/citeas-on-requirements

GitHub action for using the CiteAs API to generate a software citation ACKNOWLEDGEMENTS.md document from requirements.txt

Primary LanguagePythonApache License 2.0Apache-2.0

CiteAs-on-requirements

(A proof-of-concept / test of Cunningham's Law)

Overview

GitHub action for using the CiteAs API to generate a software citation ACKNOWLEDGEMENTS.md document automatically from a requirements.txt file.

See usage note below for issues relating to citation output quality

Keywords

keywords: citation, automatic-documentation, automated-documentation, github-actions, citeas

Usage

Example Workflow

name: Citation update
on: [push]
jobs:
  build:
    runs-on: ubuntu-latest
    steps:
      - uses: actions/checkout@master
      - name: Self test
        id: generateCitation
        description: "GitHub action which builds citations from requirements.txt"
        uses: DanNBullock/citeas-on-requirements@master

        # The input requirements.txt file (as a string?)
        with:
          inputFile: "requirements.txt"
          # [0 = 'APS', 1 = 'Harvard', 2 = 'Nature', 3 = 'MLA', 4 = 'Chicago', 5 = 'Vancouver']
          formatSelect: 2
      - name: Commit changes
        uses: test-room-7/action-update-file@v1
        description: "GitHub action to commit the specific updated file"
        with:
          file-path: 'ACKNOWLEDGMENTS.md'
          commit-msg: Update ACKNOWLEDGMENTS.md
          github-token: ${{ secrets.GITHUB_TOKEN }}

Inputs

Input Description Default
inputFile Path to the requirements.txt file "requirements.txt"
formatSelect Index to select the output format of citations : [0: 'APS', 1: 'Harvard', 2: 'Nature', 3: 'MLA', 4: 'Chicago', 5: 'Vancouver'] 2

IMPORTANT USAGE NOTE

In essence, this GitHub action is just a wrapper around the CiteAs API. While CiteAs is a great resource, it is not perfect. In particular, it currently appears to have some trouble with prompts that are based upon simply the package name (as would be the case for information coming from the requirements.txt file)--CiteAs functionality with DOIs or repository URLs seems to work more reliabily. It is hoped that as CiteAs develops and becomes more robust, so too will the output of this resource.

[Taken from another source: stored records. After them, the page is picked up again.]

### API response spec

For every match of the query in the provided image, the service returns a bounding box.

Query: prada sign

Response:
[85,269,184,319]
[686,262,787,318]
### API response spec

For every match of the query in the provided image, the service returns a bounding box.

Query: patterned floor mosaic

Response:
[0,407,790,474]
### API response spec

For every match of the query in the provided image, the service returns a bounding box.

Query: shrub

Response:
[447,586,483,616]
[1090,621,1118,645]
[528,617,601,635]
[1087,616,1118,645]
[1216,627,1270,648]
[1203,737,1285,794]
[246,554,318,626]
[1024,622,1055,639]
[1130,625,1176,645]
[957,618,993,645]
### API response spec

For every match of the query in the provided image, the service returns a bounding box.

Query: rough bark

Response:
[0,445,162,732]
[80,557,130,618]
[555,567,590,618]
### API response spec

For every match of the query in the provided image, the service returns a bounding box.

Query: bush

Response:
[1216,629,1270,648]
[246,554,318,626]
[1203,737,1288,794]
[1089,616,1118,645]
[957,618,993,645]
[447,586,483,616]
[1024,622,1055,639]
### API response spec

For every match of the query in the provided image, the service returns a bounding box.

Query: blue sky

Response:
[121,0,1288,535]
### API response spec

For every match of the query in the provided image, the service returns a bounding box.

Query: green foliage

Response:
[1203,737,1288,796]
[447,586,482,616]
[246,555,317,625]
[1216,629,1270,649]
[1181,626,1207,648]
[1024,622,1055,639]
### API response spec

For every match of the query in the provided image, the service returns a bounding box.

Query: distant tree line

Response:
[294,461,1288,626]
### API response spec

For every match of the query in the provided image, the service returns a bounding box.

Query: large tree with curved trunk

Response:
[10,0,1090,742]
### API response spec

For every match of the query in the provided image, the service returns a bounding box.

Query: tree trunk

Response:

Recomendations on obtaining a requirements.txt file

The operation of this GitHub action is predicated upon the assumption that an accepted "manifest-type" file (e.g. requirements.txt, Dockerfile, pyproject.toml) is present in the repository--although currently only requirements.txt is accepted. A requirements.txt file can be generated manually or, using pipreqs or other such methods, automatically. There is even an existing GitHub action for automatically generating a requirements.txt, pipreqs-action, which can do this as well. However, it's worth noting that for this GitHub action implementation, the versioning information that is transcribed to the output requirements.txt is not coming from your local environment / setup. In any case, for the purposes of this GitHub action (and citation more generally), having a poorly versioned requirements.txt is better than not having one at all.

Project / Codebase overview

  • src: contains the main codebase (duplicated in main.py, an admittedly bad practice; should be treated as a module)
  • test: contains various test requirement.txt-like documents

Project / codebase provenance

Rationale

This project is hoped to help adress an apparent gap in the open-source and scientific-software landscape. Namely, the lack of an automated method for generating software citations within and/or for scientific software packages. The consequences of this shortcoming have been discussed at length elsewhere (see Citations for some of these publications). With the provison of this capability (or at least this proof of concept), it is hoped that the hurdles to the production of software bibliographies--which would otherwise have to be produced manually--are reduced.

Support elements

Authors

Contributors

[Be the first!]

Development elements

License

Apache License 2.0

Support

[todo]

Contributing

Contributions are welcome and encouraged, particularly in the following areas:

  • Capability enhancment (e.g. items from roadmap below)
  • Code streamlining & improvement (the initial implementation of this code is likely inelegant and inefficient)
  • General bug / error reports (via the issues page)
  • Questions / suggestions / comments (also via the issues page)

Roadmap

Here are some capabilites that are hoped to be added soon:

  • Methods for alternative software manfifest formats (e.g. Dockerfiles and pyproject-toml)
  • Methods for automatedly finding software manifest files (rather than relying on inputFile yml variable input or assumptions)
  • Methods for handling and combining outputs from multiple software manifest files in the same repository (e.g. Dockerfile + requirements.txt)
  • Boilerplate text to serve as the header for the default ACKNOWLEDGEMENTS.md document output.

Citations

Software

(Ironically, made via zbib.org)

Publications
  • Du, C., Cohoon, J., Priem, J., Piwowar, H., Meyer, C., & Howison, J. (2021, October). CiteAs: Better Software through Sociotechnical Change for Better Software Citation. In Companion Publication of the 2021 Conference on Computer Supported Cooperative Work and Social Computing (pp. 218-221).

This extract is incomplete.